セピア‐ため息の行方
  早朝の7時半である。幸いにもその時他に車は通っていなかった。が、しかし今日は土曜日であるせいかあたりには人がまばらではあったが、通勤途中の野次馬が次第にわらわらと峻甫の回りに集まって来た。


  峻甫は慌ててトラックの運転席から降りて倒れているその女性の元へと急いだ。


「おい君大丈夫かい?し・しっかりしてくれ!!!」
  と峻甫はその女性に声をかけたがまるで反応がなかった。


  すると野次馬の中の一人が叫んだ。


「電話だ!急いで電話で救急車を呼んでくれ!」
  すると若い男の人がケータイで119番の番号を押して救急車を呼んでくれた。


『し・死んでしまっていたらどうしょう?!』と一時は焦ってしまった峻甫だったが、徐徐に冷静さを取り戻していった。
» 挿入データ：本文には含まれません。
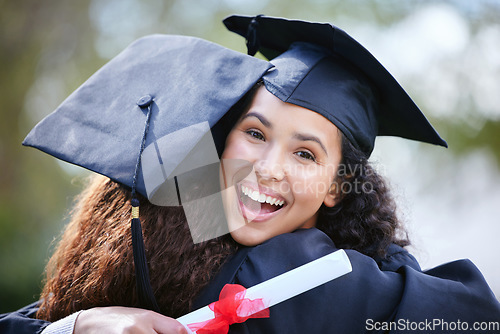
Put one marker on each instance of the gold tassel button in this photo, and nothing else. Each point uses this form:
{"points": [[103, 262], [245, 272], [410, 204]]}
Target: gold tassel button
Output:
{"points": [[135, 212]]}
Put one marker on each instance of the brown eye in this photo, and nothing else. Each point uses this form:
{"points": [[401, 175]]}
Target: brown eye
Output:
{"points": [[256, 134], [305, 155]]}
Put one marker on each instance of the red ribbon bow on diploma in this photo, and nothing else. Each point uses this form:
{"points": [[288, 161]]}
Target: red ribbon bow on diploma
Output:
{"points": [[232, 307]]}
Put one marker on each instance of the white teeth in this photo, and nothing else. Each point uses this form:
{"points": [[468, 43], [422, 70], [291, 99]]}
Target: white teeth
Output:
{"points": [[255, 195], [261, 198]]}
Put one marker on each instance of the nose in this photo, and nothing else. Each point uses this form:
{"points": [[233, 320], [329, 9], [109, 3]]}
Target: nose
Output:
{"points": [[270, 166]]}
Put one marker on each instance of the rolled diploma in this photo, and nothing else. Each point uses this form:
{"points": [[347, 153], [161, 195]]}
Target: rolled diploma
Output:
{"points": [[286, 285]]}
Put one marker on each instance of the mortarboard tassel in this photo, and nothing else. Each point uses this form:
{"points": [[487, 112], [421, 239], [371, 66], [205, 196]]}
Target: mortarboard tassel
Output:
{"points": [[144, 290]]}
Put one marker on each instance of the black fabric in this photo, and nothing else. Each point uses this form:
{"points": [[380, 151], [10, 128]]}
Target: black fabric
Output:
{"points": [[393, 289], [388, 290]]}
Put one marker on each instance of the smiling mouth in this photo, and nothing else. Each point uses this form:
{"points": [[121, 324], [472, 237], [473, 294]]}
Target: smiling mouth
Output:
{"points": [[257, 206]]}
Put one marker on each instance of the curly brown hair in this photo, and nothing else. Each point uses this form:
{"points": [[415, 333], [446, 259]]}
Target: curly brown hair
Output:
{"points": [[365, 217], [93, 263]]}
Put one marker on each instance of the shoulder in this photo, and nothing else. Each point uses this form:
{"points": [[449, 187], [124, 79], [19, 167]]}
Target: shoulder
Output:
{"points": [[22, 321]]}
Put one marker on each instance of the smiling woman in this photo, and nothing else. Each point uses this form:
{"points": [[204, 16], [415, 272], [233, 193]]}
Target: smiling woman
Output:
{"points": [[294, 136]]}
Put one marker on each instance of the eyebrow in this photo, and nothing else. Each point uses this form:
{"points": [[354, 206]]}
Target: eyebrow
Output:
{"points": [[298, 136], [305, 137], [260, 117]]}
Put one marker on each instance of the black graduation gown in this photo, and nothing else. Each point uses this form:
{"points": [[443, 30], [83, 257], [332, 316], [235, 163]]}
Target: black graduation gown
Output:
{"points": [[377, 296], [378, 293]]}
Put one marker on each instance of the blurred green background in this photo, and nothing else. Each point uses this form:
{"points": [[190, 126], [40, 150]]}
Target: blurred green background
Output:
{"points": [[445, 53]]}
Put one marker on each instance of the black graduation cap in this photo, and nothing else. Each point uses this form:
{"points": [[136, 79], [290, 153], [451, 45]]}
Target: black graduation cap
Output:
{"points": [[144, 120], [320, 67]]}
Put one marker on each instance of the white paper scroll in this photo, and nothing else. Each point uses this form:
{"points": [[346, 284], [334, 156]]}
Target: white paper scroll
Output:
{"points": [[287, 285]]}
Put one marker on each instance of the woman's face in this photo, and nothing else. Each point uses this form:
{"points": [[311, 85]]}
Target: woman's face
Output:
{"points": [[281, 160]]}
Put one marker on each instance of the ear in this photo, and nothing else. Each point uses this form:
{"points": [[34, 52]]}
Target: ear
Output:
{"points": [[333, 195]]}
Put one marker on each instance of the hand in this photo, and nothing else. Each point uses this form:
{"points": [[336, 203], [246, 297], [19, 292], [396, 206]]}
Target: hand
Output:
{"points": [[117, 319]]}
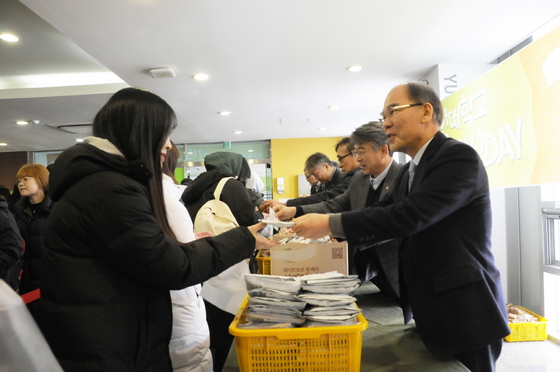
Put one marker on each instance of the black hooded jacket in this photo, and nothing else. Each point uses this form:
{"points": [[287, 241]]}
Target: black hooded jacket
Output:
{"points": [[108, 267], [234, 194], [32, 226]]}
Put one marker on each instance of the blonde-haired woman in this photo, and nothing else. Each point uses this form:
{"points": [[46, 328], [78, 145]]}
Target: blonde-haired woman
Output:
{"points": [[32, 211]]}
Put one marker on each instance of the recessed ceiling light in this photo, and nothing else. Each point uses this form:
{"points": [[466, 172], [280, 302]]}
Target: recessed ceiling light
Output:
{"points": [[355, 68], [201, 77], [10, 38]]}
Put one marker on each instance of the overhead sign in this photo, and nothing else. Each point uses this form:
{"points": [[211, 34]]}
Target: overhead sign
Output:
{"points": [[511, 116]]}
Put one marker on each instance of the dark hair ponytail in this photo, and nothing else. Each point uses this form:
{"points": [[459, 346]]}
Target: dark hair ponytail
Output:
{"points": [[138, 123]]}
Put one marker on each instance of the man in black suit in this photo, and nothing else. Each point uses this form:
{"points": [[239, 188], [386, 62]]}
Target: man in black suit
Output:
{"points": [[371, 183], [439, 212]]}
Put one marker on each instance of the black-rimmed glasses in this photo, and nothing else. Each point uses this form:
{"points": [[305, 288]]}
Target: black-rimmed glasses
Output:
{"points": [[393, 109]]}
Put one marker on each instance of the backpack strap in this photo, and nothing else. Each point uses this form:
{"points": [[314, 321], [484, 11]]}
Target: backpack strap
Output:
{"points": [[220, 187]]}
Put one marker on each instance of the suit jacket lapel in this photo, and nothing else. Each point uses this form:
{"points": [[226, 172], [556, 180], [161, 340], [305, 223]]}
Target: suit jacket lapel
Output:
{"points": [[420, 171]]}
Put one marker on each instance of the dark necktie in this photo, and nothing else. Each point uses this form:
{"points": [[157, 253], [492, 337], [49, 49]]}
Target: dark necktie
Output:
{"points": [[411, 170]]}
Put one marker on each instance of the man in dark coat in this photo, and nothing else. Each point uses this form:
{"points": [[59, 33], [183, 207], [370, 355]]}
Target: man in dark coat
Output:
{"points": [[11, 246], [370, 184], [348, 167], [439, 211]]}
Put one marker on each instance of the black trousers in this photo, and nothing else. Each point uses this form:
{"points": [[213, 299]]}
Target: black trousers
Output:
{"points": [[220, 338], [482, 360]]}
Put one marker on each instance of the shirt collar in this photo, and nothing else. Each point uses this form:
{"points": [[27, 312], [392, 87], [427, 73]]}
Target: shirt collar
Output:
{"points": [[376, 181]]}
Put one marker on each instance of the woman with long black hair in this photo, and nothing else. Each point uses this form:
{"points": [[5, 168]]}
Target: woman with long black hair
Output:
{"points": [[111, 257]]}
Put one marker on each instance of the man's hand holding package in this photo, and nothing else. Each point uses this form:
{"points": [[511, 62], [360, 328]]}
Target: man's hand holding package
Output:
{"points": [[260, 242], [283, 213], [312, 226], [269, 204]]}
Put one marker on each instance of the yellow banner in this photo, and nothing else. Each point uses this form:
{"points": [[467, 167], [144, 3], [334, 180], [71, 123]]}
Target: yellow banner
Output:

取り敢(あ)えずまずは見ず知らずの人が救急車を呼んでくれたので、今度は自分で警察に電話をしようと左上のポケットに入れていたケータイを取り出した。


  だが指が硬直して中々思うようには番号を押す事が出来なかった。それでもゆっくりながら峻甫は警察に連絡をするために110の番号を押した。